越馳嚴肅:“再不吃今天就要過去了。”他自己雖然沒怎麽過過生日,倒也知道生日是個蠻重要的日子,否則姨媽跟越老師也不至于每年都給越霖大辦。

“可是你的手!”

他們倆走到客廳,站在燈下,越馳先将那一把蠟燭插到蛋糕上,再将自己的手給他看:“沒事。”

時小慢也不緊張了,拉着越馳的手仔仔細細,正面反面均看了遍,發現的确沒什麽事,沒起泡,也沒紅,他才松了口氣。

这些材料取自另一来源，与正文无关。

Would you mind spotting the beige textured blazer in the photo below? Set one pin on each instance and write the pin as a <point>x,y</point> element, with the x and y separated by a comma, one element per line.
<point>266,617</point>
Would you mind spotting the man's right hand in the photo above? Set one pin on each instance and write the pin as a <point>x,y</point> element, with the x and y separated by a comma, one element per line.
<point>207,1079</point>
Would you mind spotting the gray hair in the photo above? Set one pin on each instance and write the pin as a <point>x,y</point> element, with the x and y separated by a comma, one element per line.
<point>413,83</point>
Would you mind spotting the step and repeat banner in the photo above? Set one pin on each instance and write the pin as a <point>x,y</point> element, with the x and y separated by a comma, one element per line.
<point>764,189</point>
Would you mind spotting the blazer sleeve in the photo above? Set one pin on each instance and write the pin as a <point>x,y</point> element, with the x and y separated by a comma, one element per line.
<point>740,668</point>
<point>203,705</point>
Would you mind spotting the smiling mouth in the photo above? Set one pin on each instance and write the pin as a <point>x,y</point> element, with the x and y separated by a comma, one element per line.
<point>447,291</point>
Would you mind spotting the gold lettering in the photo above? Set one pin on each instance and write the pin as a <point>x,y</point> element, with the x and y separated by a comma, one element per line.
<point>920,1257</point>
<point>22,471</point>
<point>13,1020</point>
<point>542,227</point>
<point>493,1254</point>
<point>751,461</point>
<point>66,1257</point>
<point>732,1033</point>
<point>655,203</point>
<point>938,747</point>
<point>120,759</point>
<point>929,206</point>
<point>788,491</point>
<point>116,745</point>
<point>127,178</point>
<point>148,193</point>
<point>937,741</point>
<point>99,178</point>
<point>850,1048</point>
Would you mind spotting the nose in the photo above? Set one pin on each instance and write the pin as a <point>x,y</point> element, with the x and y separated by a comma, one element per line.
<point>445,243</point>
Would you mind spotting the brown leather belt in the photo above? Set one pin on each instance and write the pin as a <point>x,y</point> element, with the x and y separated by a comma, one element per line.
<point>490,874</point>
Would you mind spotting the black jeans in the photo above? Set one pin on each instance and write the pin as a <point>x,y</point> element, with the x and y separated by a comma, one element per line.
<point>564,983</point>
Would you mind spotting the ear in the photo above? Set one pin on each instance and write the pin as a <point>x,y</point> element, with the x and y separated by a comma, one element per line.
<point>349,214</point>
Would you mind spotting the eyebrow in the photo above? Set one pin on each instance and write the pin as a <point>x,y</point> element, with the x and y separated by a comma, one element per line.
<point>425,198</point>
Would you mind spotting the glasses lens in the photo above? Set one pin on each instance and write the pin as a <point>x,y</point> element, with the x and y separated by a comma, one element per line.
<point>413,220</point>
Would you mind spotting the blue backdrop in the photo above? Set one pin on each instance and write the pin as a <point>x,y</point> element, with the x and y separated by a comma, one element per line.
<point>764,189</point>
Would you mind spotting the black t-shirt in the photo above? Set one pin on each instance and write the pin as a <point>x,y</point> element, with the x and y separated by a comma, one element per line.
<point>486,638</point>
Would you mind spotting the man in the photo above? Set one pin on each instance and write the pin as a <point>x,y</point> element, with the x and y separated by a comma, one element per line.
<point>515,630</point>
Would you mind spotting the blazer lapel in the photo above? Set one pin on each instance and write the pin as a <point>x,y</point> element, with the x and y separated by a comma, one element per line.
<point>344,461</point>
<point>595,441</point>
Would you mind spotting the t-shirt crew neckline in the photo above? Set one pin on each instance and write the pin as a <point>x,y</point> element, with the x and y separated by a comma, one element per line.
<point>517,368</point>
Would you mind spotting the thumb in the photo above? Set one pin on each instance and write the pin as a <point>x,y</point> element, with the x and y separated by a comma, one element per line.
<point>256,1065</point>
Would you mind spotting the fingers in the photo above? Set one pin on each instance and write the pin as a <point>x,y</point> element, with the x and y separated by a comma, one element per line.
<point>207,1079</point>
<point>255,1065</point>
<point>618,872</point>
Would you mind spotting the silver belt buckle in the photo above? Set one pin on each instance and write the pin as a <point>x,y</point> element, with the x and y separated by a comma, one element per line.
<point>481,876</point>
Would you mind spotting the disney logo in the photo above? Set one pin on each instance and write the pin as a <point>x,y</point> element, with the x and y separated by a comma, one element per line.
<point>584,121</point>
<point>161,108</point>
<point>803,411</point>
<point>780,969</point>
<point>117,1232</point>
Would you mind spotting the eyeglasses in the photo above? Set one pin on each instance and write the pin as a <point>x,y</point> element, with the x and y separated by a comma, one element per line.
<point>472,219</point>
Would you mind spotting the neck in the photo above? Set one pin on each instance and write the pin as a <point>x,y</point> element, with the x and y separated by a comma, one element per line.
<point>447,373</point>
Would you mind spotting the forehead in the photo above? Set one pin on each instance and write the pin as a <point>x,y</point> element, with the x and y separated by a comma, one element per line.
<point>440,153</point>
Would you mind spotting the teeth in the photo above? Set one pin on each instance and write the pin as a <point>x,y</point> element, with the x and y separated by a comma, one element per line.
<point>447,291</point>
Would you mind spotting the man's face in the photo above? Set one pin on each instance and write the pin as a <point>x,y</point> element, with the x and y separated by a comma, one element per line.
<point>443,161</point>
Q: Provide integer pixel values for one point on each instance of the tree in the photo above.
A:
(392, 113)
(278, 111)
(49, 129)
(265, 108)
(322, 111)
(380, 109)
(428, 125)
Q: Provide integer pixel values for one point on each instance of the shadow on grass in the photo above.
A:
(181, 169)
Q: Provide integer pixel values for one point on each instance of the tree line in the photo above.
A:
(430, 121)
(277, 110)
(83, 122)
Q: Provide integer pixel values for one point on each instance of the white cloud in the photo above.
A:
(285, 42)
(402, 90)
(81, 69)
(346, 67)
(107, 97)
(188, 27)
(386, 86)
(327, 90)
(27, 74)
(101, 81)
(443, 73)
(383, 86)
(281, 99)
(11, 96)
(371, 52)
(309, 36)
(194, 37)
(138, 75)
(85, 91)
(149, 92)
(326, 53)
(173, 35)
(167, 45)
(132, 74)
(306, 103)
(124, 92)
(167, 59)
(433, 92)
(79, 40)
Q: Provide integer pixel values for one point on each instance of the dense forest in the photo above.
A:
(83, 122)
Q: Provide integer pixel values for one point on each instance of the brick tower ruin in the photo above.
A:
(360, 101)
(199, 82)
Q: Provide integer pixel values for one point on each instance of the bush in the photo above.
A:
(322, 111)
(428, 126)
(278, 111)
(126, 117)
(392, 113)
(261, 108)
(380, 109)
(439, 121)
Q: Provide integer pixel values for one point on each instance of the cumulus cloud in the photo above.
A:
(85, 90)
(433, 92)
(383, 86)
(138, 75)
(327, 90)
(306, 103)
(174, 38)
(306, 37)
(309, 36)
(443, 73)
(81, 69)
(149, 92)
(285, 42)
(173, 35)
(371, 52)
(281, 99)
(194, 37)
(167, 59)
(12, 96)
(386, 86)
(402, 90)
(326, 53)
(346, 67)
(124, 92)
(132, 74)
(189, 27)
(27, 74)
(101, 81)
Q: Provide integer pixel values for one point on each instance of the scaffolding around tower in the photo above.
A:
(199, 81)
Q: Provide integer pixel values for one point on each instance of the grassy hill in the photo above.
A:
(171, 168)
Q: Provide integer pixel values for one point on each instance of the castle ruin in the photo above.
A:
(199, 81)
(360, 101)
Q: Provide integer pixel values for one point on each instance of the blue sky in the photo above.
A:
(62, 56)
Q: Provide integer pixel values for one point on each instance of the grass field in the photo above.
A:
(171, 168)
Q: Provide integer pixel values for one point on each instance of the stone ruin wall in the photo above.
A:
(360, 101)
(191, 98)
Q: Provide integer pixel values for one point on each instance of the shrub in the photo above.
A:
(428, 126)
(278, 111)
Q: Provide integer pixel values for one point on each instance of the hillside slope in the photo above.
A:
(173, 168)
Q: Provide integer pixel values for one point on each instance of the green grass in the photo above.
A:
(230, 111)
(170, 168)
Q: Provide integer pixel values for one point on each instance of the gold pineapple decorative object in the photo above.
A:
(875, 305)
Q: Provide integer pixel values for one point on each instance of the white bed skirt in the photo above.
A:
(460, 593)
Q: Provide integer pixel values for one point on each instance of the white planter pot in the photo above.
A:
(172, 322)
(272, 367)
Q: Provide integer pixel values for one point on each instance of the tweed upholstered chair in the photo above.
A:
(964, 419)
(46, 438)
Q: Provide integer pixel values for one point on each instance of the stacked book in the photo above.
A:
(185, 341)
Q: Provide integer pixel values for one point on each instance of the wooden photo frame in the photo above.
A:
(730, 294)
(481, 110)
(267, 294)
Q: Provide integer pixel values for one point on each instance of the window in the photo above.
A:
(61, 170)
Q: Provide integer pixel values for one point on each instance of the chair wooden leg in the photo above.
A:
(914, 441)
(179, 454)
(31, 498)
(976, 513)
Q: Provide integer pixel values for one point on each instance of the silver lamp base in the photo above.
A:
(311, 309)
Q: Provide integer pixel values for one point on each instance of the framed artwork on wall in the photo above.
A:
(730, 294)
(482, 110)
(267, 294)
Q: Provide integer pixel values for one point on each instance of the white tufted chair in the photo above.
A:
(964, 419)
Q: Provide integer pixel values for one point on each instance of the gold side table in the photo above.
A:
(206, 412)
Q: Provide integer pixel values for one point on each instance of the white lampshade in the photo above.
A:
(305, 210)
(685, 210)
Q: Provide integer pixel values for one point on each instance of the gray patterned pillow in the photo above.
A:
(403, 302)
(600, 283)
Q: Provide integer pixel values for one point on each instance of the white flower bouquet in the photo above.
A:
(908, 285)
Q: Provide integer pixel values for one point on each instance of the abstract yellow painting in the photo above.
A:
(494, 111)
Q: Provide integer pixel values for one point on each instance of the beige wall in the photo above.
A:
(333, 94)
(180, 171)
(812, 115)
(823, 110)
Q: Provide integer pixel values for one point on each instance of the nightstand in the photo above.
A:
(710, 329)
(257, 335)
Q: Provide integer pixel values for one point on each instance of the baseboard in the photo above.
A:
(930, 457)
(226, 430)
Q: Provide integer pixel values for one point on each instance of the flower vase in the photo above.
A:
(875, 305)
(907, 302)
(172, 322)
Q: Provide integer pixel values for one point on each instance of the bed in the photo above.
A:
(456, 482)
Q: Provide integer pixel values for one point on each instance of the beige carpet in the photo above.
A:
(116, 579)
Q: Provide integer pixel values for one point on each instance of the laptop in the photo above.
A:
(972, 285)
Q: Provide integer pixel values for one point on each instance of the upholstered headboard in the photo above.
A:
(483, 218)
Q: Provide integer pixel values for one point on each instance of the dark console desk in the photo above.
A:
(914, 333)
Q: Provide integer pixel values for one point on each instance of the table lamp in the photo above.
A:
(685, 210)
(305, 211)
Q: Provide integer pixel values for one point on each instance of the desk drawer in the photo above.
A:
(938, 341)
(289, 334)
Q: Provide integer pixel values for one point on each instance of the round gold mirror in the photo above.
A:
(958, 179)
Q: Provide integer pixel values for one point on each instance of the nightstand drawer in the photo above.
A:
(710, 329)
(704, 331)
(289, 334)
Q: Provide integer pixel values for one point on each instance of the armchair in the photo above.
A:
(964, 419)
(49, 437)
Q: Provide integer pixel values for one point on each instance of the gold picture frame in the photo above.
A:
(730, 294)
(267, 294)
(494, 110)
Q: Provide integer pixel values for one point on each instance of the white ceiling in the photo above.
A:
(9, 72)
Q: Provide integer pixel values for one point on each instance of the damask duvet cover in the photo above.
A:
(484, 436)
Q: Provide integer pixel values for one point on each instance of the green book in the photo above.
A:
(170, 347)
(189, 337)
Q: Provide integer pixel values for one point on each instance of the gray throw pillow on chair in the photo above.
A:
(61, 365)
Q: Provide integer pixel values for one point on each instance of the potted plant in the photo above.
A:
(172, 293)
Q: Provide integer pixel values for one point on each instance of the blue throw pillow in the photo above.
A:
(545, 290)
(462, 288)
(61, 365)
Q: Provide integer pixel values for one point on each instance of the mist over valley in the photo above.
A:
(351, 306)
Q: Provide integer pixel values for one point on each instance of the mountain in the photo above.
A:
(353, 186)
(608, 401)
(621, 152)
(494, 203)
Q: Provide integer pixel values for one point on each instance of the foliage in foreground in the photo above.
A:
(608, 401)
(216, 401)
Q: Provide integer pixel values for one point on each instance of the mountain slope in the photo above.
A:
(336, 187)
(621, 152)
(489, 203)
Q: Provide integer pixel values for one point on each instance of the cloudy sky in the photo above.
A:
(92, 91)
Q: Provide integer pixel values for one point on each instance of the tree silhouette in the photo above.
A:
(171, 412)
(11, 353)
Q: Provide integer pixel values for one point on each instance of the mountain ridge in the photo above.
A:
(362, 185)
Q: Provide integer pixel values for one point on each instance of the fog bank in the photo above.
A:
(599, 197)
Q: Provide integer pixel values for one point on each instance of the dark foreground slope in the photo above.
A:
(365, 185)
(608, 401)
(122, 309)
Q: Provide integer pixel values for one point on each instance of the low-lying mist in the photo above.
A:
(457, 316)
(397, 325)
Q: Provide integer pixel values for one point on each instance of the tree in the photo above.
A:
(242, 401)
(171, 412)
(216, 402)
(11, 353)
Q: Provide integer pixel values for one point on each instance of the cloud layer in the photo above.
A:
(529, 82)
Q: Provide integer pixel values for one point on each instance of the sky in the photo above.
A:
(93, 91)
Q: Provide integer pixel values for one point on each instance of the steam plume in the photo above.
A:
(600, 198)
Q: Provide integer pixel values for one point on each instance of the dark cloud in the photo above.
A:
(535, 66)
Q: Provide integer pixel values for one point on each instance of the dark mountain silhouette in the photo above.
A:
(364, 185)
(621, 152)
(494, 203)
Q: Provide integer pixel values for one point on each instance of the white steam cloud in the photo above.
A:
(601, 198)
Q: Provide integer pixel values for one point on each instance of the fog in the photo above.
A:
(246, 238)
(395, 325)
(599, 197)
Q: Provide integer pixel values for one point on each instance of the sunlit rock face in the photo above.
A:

越馳被他這樣看着,也拉着時小慢的手,心中美滋滋的。越馳坐下,還拉着時小慢的手,擡頭看站着的他,說道:“吹蠟燭,吃蛋糕。”

“好……”時小慢應了,卻沒動。

越馳看他,看了幾秒,時小慢低頭繼續看腳尖。再看了會兒,時小慢還不吹蠟燭,也不切蛋糕,只是手動了動。越馳恍然大悟,他還拉着時小慢的手呢!

這他媽真是太丢人了。

越馳立即松手,又“咳”了聲。

時小慢火速去關了燈,再回頭時,客廳內就只剩蠟燭亮着,燭光裏,越馳看着他。他……又有點不敢再上前了,燭光下的越馳更好看了。

直到越馳不悅道:“過來。”

他才上前,也不敢坐在越馳身旁。他腿上穿的棉褲,剛剛那些事将他吓得渾身出汗,一點也不冷,他索性直接跪坐到地上,準備小心将蠟燭拿出來。

“要許願。”越馳提醒,他常看越霖許願,越霖每次都要大聲說出願望。姨媽跟越老師就會笑着立刻幫越霖實現。

他也可以,可以幫時小慢實現他的每個願望。

時小慢聽話地許願了,但是他閉眼低頭湊近蛋糕許願的,什麽也沒說。

越馳不滿,問他:“許了什麽願?”

時小慢睜眼,看他,不好意思地笑了笑。

燭光下的越馳更好看,時小慢卻也不遑多讓。

越馳清晰看到時小慢臉上變得淡然許多的笑容,沒了剛剛的僵硬與緊張。不知許了什麽願?許願還有寧神作用?

其實越馳來到這兒,就表明他做好了選擇。他長這麽大,時小慢是唯一一個讓他心動的,他不會放過時小慢。

可是要越少爺直白地把這些話表達出來,他真的是做不到。

他從來不會表達自己的感情,更何況又是這種感情。

與其說是他做不到,不如說他也實在不知道該怎麽說。

時小慢許了願,就認認真真地将蠟燭拔了,用刀小心切了正中間的那塊蛋糕,并用雙手遞給越馳。時小慢跪坐在地上,下巴幾乎是放在茶幾上了,擡頭一臉期待地看他。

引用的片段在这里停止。